I feel better now. I think. Back to editing.

Thursday, February 01, 2007

Remembrance [part 2]

Everyone was together, smiling and laughing and carrying on. He sat to the edge of the room, watching quietly. He didn't seem himself that day. She knew why. It was Christmas day, and for the first time…there would be no phone call from Portland, no passing around the phone to wish him a happy holiday, no quirky conversations. The phone was silent that night. She sat next him after a while and listened to him talk about how he believed the dead still communicated with the living. She wanted so badly to believe. She knew it was enough for him to keep on living.

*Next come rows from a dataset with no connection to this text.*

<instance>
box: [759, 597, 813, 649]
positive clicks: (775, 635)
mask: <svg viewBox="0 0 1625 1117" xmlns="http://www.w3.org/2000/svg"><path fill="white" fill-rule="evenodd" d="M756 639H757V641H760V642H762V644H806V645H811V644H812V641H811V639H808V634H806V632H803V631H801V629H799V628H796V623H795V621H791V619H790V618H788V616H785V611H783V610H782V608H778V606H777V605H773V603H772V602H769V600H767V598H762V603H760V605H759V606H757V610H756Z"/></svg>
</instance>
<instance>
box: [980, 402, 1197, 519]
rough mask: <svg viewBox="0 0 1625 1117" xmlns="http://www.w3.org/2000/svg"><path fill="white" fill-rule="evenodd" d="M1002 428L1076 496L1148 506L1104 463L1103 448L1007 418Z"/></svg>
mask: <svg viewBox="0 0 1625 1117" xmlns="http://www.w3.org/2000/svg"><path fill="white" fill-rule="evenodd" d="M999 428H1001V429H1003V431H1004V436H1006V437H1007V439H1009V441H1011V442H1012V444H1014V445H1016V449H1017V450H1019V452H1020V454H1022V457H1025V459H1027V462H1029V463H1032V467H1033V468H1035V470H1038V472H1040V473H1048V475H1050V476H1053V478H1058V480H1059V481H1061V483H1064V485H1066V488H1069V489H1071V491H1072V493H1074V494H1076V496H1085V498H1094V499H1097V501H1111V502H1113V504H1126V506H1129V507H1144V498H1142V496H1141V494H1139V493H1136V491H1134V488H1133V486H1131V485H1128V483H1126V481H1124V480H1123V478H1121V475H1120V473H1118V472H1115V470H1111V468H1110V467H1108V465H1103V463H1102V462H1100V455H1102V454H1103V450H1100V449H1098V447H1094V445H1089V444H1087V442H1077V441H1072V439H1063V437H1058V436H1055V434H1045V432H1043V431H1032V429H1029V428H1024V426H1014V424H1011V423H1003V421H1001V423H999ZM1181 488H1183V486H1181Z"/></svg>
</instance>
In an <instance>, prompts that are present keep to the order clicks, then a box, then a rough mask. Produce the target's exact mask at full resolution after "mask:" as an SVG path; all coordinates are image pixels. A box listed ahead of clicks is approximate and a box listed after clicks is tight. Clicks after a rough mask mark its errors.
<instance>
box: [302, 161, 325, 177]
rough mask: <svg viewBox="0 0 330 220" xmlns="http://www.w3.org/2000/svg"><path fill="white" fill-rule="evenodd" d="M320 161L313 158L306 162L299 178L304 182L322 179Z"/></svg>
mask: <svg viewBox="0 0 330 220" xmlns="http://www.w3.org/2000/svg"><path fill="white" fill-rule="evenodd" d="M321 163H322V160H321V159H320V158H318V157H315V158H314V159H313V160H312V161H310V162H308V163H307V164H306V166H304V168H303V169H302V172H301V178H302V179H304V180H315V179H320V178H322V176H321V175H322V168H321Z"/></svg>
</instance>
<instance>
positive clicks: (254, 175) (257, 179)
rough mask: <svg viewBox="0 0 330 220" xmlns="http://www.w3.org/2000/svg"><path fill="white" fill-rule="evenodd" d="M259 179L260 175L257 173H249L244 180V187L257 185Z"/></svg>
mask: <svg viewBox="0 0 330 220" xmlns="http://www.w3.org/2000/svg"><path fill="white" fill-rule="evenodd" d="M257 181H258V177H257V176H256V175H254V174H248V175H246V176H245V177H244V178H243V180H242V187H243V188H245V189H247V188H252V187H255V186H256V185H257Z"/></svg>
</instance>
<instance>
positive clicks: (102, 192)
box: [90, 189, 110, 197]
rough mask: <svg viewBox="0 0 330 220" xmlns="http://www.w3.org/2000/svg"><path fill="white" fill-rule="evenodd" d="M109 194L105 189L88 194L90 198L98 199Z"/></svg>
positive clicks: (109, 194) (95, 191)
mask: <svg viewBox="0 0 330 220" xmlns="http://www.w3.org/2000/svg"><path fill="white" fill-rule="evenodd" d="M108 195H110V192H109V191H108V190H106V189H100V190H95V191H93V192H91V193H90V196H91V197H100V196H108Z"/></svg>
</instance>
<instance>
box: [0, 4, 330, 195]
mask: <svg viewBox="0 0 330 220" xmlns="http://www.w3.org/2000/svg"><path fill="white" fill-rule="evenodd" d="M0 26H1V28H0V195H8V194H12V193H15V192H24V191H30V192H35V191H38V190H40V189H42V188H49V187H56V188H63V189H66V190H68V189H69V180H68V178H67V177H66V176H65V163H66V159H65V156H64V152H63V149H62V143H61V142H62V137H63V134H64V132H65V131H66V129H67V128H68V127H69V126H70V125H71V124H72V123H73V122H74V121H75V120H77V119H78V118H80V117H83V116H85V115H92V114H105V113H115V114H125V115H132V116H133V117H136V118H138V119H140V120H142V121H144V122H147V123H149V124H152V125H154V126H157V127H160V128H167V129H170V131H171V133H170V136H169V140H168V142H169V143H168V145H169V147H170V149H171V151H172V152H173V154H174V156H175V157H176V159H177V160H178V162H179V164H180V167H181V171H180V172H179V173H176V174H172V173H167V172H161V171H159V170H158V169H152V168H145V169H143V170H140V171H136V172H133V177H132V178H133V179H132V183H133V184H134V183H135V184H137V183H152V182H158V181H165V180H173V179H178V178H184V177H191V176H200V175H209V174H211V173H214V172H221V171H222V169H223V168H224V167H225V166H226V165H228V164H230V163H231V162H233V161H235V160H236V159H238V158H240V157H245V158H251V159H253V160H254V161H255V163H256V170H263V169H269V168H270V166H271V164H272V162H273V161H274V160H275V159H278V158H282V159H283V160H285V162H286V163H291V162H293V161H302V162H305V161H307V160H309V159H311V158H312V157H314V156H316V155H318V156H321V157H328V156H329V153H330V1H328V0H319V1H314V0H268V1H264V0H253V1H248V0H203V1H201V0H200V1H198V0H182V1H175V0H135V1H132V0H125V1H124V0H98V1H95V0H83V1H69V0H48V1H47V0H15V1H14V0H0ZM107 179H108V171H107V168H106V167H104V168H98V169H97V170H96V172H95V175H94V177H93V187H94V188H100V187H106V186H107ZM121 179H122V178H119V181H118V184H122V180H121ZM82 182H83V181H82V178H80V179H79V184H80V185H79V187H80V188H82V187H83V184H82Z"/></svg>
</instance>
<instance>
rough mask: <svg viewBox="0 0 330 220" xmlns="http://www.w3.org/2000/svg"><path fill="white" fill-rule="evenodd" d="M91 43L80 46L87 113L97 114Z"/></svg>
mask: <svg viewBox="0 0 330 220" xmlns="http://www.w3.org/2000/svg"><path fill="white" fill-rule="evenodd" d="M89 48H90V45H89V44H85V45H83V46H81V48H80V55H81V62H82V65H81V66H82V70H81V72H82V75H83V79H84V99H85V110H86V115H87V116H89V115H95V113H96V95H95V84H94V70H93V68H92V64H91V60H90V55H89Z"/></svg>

They sat and talked over pancakes of loss and hardship and difficult relationships. She listened as they struggled to make heads or tails of the spiritual significance of it all. Her heart broke as she listened. Tears welled up in her eyes when they mentioned how close they had come to losing her mother, as well. She didn't want to revisit that memory, but she was pulled in before she could resist. Her mother caught her eye from across the table as if to say, I know. It's okay. And the question resounded in her mind, again and again…why this, God? Why now? And she knew…there was still enough grace to keep on living.

They lit a candle for him that day. One year had passed, but not much had changed. She laid awake that night, thinking of them. She wondered if they slept that night. The miles between them may well have been galaxies. She felt helpless to stop the ebbing pain and emptiness that threatened to overtake them. He told her they were just living through it. But she believed there was something more…more than just to keep on living. How could she tell them that?

She couldn't see the world the same.